I just wanted to wish my husband, Dad, and Father in law a happy Father's day. I love them all so much! They're great father's!!! You know I've finally come to terms with my dad's death completely, but lately I've been really missing him. I hate that I can't feel him. I hate that I can't see him. I hate that he is not here on earth anymore. I hate that I'm starting to forget about him. I hate that McKenzie is forgetting him. I hate that Madisynn doesn't know him. It just really hurts, and stinks. Last night I decided to rent this movie:
Which probably wasn't such a great idea. I never really knew what it was about. I needed a good chic flick. It was a really good movie, it just wasn't the right time to see it. I cried my eyes out from start to finish. All I could think about was my Dad and Mom through the entire movie. I was exhausted and ready for bed as soon as the movie was over. This morning I woke up with a nasty headache, from crying so much. A few years ago we gave my Dad a father's day card similar to this one. 

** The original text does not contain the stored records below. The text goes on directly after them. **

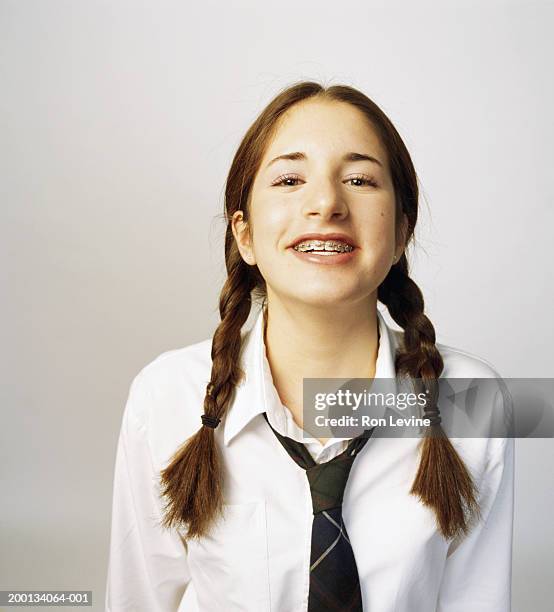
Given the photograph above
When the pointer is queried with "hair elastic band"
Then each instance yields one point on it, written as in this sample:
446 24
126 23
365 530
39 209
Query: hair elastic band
434 417
210 421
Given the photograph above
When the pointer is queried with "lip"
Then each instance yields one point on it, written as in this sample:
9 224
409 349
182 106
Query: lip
326 260
318 236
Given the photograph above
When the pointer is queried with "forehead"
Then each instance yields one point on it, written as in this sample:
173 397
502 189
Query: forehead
322 128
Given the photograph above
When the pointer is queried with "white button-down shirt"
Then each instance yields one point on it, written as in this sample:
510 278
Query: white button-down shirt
257 559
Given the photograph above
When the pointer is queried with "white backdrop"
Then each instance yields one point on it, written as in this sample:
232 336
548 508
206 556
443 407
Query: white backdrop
119 122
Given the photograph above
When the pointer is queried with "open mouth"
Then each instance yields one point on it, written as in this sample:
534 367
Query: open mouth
323 247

He absolutely loved that one, so I know he would like this one! Here is also a the video tribute to my Dad that the mortuary put together for the viewing for us. I love it, and love to watch it every once in awhile. Sorry about the quality of them. I had to record the cd off of the computer and make it into 2 slide shows; because if we would have kept it one, it would have been to many MB and wouldn't have fit. Enjoy! Happy Father's Day to everyone!